Atomlike, Hollow-Core–Bound Molecular Orbitals of C60

Abstract

The research described in this product was performed in part in the Environmental Molecular Sciences Laboratory, a national scientific user facility sponsored by the Department of Energy's Office of Biological and Environmental Research and located at Pacific Northwest National Laboratory. The atomic electron orbitals that underlie molecular bonding originate from the central Coulomb potential of the atomic core.
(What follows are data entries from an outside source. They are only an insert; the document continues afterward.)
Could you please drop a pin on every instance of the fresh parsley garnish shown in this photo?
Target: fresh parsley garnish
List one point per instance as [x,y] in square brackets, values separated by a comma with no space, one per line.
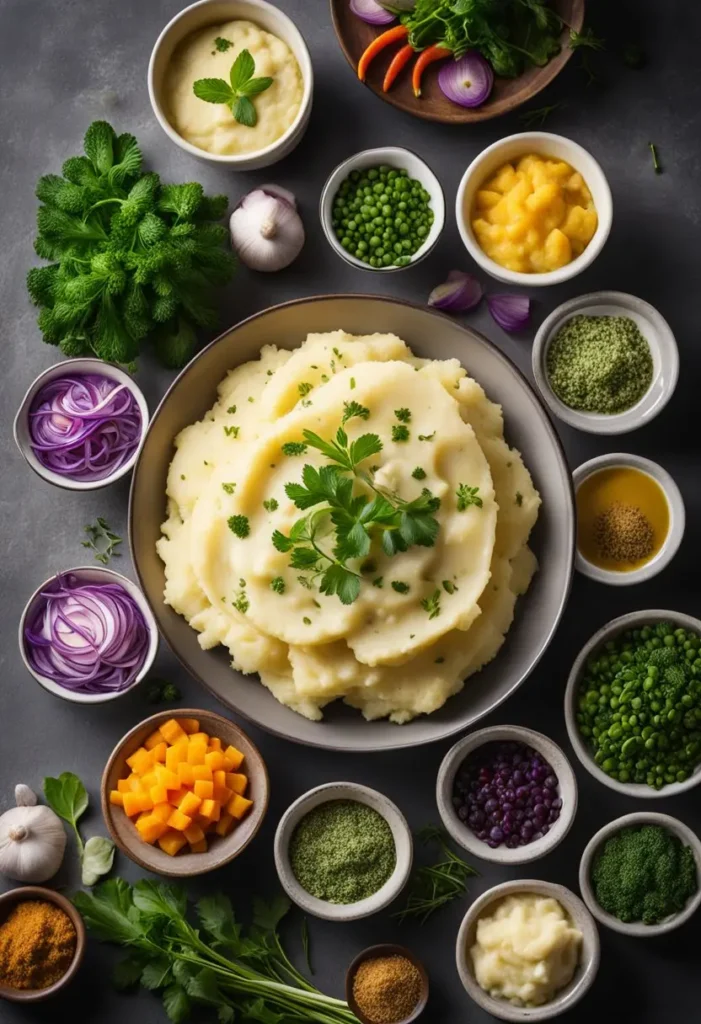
[432,604]
[102,541]
[468,496]
[237,91]
[239,525]
[351,410]
[294,448]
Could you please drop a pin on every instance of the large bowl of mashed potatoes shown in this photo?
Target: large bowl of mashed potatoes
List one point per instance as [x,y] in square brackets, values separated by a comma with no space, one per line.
[353,521]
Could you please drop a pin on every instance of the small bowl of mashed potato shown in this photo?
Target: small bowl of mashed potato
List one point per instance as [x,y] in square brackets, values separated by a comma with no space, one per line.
[534,209]
[264,114]
[527,950]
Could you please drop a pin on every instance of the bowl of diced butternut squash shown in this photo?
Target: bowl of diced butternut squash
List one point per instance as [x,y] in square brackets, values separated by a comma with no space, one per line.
[182,795]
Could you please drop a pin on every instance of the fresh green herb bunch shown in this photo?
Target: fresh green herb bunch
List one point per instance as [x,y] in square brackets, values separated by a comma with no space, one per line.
[131,258]
[644,875]
[640,706]
[511,36]
[212,965]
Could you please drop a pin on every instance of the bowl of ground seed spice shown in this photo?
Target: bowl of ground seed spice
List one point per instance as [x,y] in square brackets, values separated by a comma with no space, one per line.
[343,851]
[640,875]
[387,984]
[606,363]
[42,942]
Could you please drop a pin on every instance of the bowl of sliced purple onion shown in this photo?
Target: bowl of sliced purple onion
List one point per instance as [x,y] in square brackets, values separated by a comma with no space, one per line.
[88,635]
[81,424]
[507,794]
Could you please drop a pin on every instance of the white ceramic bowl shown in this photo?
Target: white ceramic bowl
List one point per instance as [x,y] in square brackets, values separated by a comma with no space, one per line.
[638,929]
[402,841]
[512,147]
[665,358]
[393,156]
[94,573]
[216,12]
[464,836]
[66,369]
[676,519]
[566,997]
[634,620]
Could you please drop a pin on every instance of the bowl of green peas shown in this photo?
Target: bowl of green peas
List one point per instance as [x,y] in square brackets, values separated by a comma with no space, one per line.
[383,209]
[632,704]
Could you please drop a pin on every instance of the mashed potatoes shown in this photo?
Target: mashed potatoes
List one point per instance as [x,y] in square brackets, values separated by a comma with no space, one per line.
[425,617]
[534,216]
[526,949]
[213,126]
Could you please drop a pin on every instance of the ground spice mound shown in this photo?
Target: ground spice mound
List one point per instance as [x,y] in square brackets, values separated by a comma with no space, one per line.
[623,534]
[387,988]
[37,945]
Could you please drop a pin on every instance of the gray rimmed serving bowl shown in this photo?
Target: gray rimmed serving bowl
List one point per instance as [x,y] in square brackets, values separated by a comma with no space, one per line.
[92,574]
[402,841]
[569,995]
[463,834]
[20,426]
[676,519]
[394,157]
[638,929]
[634,620]
[663,349]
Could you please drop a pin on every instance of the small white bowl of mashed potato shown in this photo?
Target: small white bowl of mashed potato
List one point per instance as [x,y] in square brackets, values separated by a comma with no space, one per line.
[527,950]
[534,209]
[203,42]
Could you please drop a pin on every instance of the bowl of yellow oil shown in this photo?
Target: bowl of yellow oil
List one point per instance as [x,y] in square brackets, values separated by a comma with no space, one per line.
[630,518]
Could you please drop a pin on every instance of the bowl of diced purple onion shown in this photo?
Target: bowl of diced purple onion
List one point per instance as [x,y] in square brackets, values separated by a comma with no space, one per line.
[81,424]
[507,794]
[88,635]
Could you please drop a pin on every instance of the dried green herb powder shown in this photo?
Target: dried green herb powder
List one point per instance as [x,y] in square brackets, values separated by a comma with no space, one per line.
[600,364]
[343,851]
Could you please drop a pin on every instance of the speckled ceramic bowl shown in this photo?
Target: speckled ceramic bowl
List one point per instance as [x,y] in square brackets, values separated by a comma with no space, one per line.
[637,928]
[564,999]
[402,841]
We used scanning tunneling microscopy and density functional theory to explore the relation between the nearly spherical shape and unoccupied electronic structure of buckminsterfullerene (C60) molecules adsorbed on copper surfaces. Besides the known p* antibonding molecular orbitals of the carbon-atom framework, above 3.5 electron volts we found atomlike orbitals bound to the core of the hollow C60 cage. These “superatom” states hybridize like the s and p orbitals of hydrogen and alkali atoms into diatomic molecule-like dimers and free-electron bands of one-dimensional wires and two-dimensional quantum wells in C60 aggregates. We attribute the superatom states to the central potential binding an electron to its screening charge, a property expected for hollow-shell molecules derived from layered materials.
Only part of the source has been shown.